Stella Batalama, professor and chair
Department of Electrical Engineering

Pop quiz: UB electrical engineers are:

  1. Networking the oceans and making wireless 10 times faster.
  2. Developing cutting-edge disease diagnostic tools that are portable and affordable.
  3. Shrinking electronic devices to the nanoscale.
  4. Using machine learning to extract reliable information from unreliable data.
  5. All of the above.

The answer, of course, is all of the above.

The range and potential impact of these endeavors explains how the department during the past five years has more than doubled its research expenditures, boosted enrollment, reformed its curriculum and built new laboratories. It also helps illustrate how the department jumped 20 spots — from No. 77 to No. 57 (out of 189 programs) — in last spring’s U.S. News & World Report graduate school rankings.

More importantly, though, the work shows how electrical engineering is helping UB become a premier public research university.

“The past few years have been especially fruitful for us. We’re starting to see results from the path the department charted, which is based upon integrated research, strategic partnerships and educational community outreach,” says Stella Batalama, professor and department chair.

“We are empowering individual faculty members and students, and promoting collaboration within and across departmental borders through targeted investments and initiatives. As a result, faculty and students are inspired to do their absolute best. In the end, the department is as successful as its individual members. This is a win-win situation for everyone involved.”

Based on the second floor of Davis Hall, the department has been developing four areas of research that overlap each other like a Venn diagram. These areas are electronics; optics and photonics; signals, communications and networking; and energy systems.

Faculty and student research activity in these areas has led to technological innovations in UB’s core strategic directions, including health and medicine, informatics, smart technologies, advanced manufacturing and nanotechnology, and energy and the environment.

“Our uniquely collaborative environment and the outstanding scholarship of our faculty is our competitive advantage, allowing us to bridge expertise and work at the nexus of traditionally siloed research areas. For this reason, we are able to offer a unique training experience to our students,” Batalama says.

The department’s efforts are bearing fruit. Research expenditures have more than doubled, from an average of $2.7 million annually from 2005-09 to an average of $5.9 million annually from 2010-15. Today, the department’s total amount of active grants exceeds $21 million.
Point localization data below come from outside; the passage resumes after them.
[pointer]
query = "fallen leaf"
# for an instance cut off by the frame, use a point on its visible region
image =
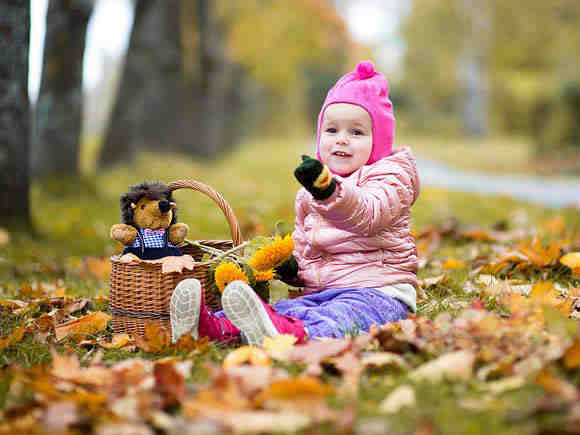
(87, 325)
(13, 338)
(156, 338)
(279, 346)
(302, 387)
(457, 364)
(452, 263)
(119, 341)
(380, 359)
(400, 397)
(169, 381)
(246, 355)
(572, 356)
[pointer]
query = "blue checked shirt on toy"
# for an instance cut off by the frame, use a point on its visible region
(152, 239)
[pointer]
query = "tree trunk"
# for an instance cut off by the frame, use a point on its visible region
(14, 114)
(59, 107)
(472, 68)
(138, 79)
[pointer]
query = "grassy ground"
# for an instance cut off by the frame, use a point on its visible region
(73, 220)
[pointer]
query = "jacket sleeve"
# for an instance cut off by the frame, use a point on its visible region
(383, 194)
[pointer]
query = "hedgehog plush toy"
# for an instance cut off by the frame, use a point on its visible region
(149, 230)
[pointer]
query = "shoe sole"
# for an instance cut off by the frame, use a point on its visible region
(245, 310)
(185, 307)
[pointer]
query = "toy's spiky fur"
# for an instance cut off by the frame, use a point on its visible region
(154, 190)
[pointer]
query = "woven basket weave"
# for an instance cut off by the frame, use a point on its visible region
(140, 293)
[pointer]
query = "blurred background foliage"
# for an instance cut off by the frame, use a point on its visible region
(518, 64)
(478, 84)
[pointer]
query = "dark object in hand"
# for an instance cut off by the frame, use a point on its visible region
(316, 178)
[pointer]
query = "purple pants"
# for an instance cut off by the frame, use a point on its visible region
(338, 312)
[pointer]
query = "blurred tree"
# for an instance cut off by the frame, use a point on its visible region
(168, 99)
(523, 51)
(14, 114)
(119, 142)
(55, 148)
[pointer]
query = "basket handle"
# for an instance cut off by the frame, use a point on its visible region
(218, 199)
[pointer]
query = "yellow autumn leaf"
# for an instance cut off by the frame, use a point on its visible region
(246, 355)
(452, 263)
(89, 324)
(13, 338)
(302, 387)
(572, 356)
(119, 341)
(572, 260)
(155, 340)
(278, 346)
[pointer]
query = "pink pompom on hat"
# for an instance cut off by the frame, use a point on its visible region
(368, 89)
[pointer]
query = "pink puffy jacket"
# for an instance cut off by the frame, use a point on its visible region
(360, 236)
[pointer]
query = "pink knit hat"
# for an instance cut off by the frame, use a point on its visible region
(370, 90)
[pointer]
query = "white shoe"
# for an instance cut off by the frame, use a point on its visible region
(245, 310)
(184, 309)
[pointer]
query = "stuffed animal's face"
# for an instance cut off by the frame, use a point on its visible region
(148, 205)
(154, 214)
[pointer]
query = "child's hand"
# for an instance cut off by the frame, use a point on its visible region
(316, 178)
Meanwhile, student enrollment is up, from roughly 500 students in 2009 to nearly 800 last academic year. And the number of students receiving electrical engineering degrees has doubled, from 134 in 2009 to nearly 267 last spring.

Batalama attributes the enrollment increase to the department’s research focus and contributions in areas of research that have broad impact on society, as well as the pervasiveness of electrical engineering.
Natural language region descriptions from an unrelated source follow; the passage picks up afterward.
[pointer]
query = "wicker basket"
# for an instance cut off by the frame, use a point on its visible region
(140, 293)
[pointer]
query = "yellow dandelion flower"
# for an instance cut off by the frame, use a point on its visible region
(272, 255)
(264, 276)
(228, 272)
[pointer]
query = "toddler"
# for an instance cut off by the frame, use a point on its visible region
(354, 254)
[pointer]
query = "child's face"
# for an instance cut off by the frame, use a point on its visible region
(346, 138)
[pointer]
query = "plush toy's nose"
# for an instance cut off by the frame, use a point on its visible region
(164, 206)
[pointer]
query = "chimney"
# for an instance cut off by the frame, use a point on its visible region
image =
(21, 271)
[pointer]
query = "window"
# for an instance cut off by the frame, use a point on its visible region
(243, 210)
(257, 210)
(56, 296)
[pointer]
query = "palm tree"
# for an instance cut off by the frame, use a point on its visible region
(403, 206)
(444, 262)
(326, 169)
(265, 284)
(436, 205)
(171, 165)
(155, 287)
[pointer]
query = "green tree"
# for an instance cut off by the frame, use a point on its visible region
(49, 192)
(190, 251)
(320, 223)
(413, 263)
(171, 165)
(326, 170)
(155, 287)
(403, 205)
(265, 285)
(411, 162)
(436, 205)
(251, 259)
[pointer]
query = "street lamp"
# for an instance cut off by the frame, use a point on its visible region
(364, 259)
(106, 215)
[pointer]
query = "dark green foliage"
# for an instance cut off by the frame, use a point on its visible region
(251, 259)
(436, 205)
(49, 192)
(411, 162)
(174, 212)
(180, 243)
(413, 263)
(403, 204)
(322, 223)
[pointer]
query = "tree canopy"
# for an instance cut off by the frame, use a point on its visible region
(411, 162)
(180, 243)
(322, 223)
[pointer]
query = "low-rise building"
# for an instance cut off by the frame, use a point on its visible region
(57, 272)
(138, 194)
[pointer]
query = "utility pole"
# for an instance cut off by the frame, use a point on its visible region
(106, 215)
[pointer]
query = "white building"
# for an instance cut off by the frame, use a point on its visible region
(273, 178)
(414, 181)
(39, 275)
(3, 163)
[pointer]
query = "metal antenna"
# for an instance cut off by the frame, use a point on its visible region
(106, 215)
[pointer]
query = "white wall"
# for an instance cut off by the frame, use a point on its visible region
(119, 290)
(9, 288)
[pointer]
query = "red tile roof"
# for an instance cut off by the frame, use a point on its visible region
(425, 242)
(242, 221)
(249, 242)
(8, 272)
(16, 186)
“It’s a daily part of our lives, underpinning the technology found in everything from smartphones to driverless automobiles, health care, security, and the Internet of Things,” Batalama says. “You just pick a discipline, from agriculture to medicine, bring electrical engineering into the picture and you make it high-tech.”
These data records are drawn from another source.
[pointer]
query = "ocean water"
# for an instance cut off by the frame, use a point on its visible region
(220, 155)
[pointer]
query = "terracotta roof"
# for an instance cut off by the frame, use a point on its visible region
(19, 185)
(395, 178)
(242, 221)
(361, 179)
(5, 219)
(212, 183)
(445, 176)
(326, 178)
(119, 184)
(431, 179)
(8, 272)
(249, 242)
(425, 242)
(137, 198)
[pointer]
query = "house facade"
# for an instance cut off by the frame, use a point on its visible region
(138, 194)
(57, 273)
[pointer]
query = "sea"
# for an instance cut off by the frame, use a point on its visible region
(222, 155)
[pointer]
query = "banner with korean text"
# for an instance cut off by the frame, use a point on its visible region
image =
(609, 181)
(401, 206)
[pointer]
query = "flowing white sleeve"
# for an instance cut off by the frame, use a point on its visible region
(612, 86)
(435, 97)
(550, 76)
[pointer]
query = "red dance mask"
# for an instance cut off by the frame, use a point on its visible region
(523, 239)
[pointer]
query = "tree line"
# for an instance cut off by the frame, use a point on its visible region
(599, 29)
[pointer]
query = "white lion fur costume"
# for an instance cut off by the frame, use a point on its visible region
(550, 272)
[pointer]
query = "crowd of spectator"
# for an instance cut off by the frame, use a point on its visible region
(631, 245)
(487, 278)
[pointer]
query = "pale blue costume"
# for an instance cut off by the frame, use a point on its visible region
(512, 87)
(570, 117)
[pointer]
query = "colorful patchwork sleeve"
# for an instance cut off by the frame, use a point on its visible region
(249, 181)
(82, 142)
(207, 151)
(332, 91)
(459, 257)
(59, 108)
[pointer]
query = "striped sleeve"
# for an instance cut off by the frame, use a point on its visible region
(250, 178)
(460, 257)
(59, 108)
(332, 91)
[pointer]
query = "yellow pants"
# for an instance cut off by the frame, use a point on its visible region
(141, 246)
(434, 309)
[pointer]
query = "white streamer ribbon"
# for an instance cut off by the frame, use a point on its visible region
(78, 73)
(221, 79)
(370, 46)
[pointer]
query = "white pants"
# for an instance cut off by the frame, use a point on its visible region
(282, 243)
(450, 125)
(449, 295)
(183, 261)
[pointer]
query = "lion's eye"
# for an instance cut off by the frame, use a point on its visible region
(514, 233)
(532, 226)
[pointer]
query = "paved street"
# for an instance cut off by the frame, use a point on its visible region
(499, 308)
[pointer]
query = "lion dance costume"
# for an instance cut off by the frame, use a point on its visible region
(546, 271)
Additionally, the department has created rewards and opportunities for students, such as fellowships for studying abroad and for undergraduate research.

“All these student-centric departmental initiatives, complemented by UB scholarships, contribute to our students’ competitiveness and place them among the elite group of college graduates in the job market,” Batalama says.

For example, students have won National Science Foundation Graduate Fellowships, a Goldwater scholarship and IEEE Power and Energy Society scholarships. Other students secured high-paying jobs at Boeing, Intel Corp., NASA, National Grid, Google and other industry.

“At the same time, we try to engage the future generation of electrical engineers by teaming up and creating a presence for our discipline in middle school curricula in the greater Buffalo area, as well as in special programs like the UB Gifted Math Program —and this is really fun,” Batalama says.